Special Issue Information

Dear Colleagues,

This Special Issue focuses on the fast-moving shift from “model-centric” research toward decision-oriented, trustworthy AI systems that can be deployed in real services. Recent progress in foundation models, retrieval-augmented generation and privacy-aware collaborative learning is opening new ways to connect heterogeneous data with robust inference and actionable recommendations. At the same time, real deployments expose hard constraints—limited labels, non-IID data, communication overhead and the need for transparency—that demand methods going beyond incremental accuracy improvements.

We invite submissions across a broad range of contemporary topics, including (but not limited to) LLM-enabled decision support (grounding, retrieval, tool use, multimodal reasoning), efficient and resilient learning (federated and semi-supervised learning, personalization under heterogeneity, compression and communication efficiency, edge–cloud co-optimization) and trustworthy evaluation (privacy/security, robustness, calibration and uncertainty, interpretability, reproducibility).

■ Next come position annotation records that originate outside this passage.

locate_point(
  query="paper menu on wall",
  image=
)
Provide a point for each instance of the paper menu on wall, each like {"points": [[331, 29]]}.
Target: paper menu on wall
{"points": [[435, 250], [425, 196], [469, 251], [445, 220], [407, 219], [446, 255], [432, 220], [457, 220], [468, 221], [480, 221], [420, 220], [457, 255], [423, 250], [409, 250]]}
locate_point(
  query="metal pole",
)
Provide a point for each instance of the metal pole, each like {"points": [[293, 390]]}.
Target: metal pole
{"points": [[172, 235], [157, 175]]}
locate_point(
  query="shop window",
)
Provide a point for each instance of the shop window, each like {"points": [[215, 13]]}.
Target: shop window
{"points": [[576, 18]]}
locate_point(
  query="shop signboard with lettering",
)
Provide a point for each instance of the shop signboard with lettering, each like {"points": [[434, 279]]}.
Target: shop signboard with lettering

We particularly welcome studies that link technical innovations to clear operational benefits, such as reduced cost, improved reliability, lower human workload, or better decision quality under realistic constraints.

The purpose of this Special Issue is to bring together cutting-edge research that explicitly connects data → learning → decision → impact. A key message is that real-world success is often defined by the effectiveness of downstream actions, not by a single headline metric. For instance, in education analytics, many universities build dropout predictors, yet the practical objective is maximizing rescue outcomes with limited counseling capacity. Decision-aware strategies—such as combining a high-recall model to secure sufficient at-risk coverage with a high-precision model to shrink the intervention list—illustrate how AI can increase rescue rates while controlling additional effort. This “intervention-first” framing generalizes naturally to domains such as healthcare triage, energy scheduling and security operations.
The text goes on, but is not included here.